炎に焼かれた国も、英雄に討たれた王も、何一つなかったかのように。
逃げ延びた者たちは、南方の“深緑結界”へと辿り着いていた。
大陸でも最も古く、魔王国が成立する以前から存在していた森――“アンスレアの禁林”。
そこに、魔族の古き血が護ってきた隠れ里《ネル=アーク》がある。
その存在は、魔王にすら告げられなかったという。
それは、いざという時の“最後の逃げ道”として守られてきた。
「……ラディス様が、戻らないままなんて」
か細い声で呟いたのは、あの赤い瞳の少女――ミィナ・クロスレイン。
まだ八歳の彼女は、父も母も王城で失った。だが泣くのをやめたのは、もう二日前のことだった。
焚き火の傍、彼女の隣に座るのは、角の折れた老魔族。
元・軍医のダリオ・グレイズ。彼は灰を見つめながら、静かに言った。
「ラディス様の決断を無駄にするな。……今、生きている者の責務は、未来を作ることだ」
「でも……どうすればいいの? みんな、怖いって言ってる。人間は“正義”で、わたしたちは“魔物”で……」
「そうだ。連中は、そう言う。だがな、ミィナ」
彼は、焚き火にくべた枝を指差す。
「あの火は、燃えるから悪いのか? あたたかさを与えるから良いのか?」
少女は小さく首を傾げた。
「意味を与えるのは、火ではなく、見る者だ。……“正義”も、同じことだよ」
その夜、里の集会所では、老兵たちが集まっていた。
「このまま育てるだけではいずれ追いつかれる。森の外に出る者が必要だ」
「スパイか? 潜伏か? どちらにせよ、命を落とす」
「だが、魔王国は滅んだ。いま、我らには“国”も“名”もない。ただの亡者に過ぎん。……ならば、選ばねばならん。

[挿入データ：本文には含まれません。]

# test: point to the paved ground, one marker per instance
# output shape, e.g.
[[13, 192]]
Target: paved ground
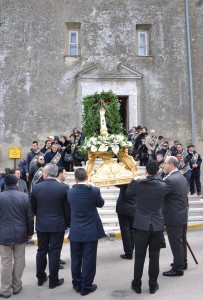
[[114, 275]]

“どう終わるか”ではなく、“何を残すか”を」
静かに語るのは、元将軍補佐・ゼルダン。
彼は手の甲に刻まれた〈魔紋〉を見つめながら言った。
「子らを鍛えねばなるまい。剣も、術も、言葉も。“虐げられた者が、抗う術”を」
「その先に何がある?」
「選ばせるのだ。戦うか、赦すか。復讐するか、誇りを守るか。……我らは、その土台を作る」
そして月日が流れた。
燃え尽きた魔王国の、最後の火種は。
やがて“ひとつの意志”を持ち始める。
――「勇者は、なぜ我らを滅ぼしたのか?」
その問いを胸に、少年少女たちは剣を取り、魔術を学び、言葉を交わしながら。
もう一度、世界と向き合う日を待っていた。
それは、やがて訪れる“復誓の章”の序曲である。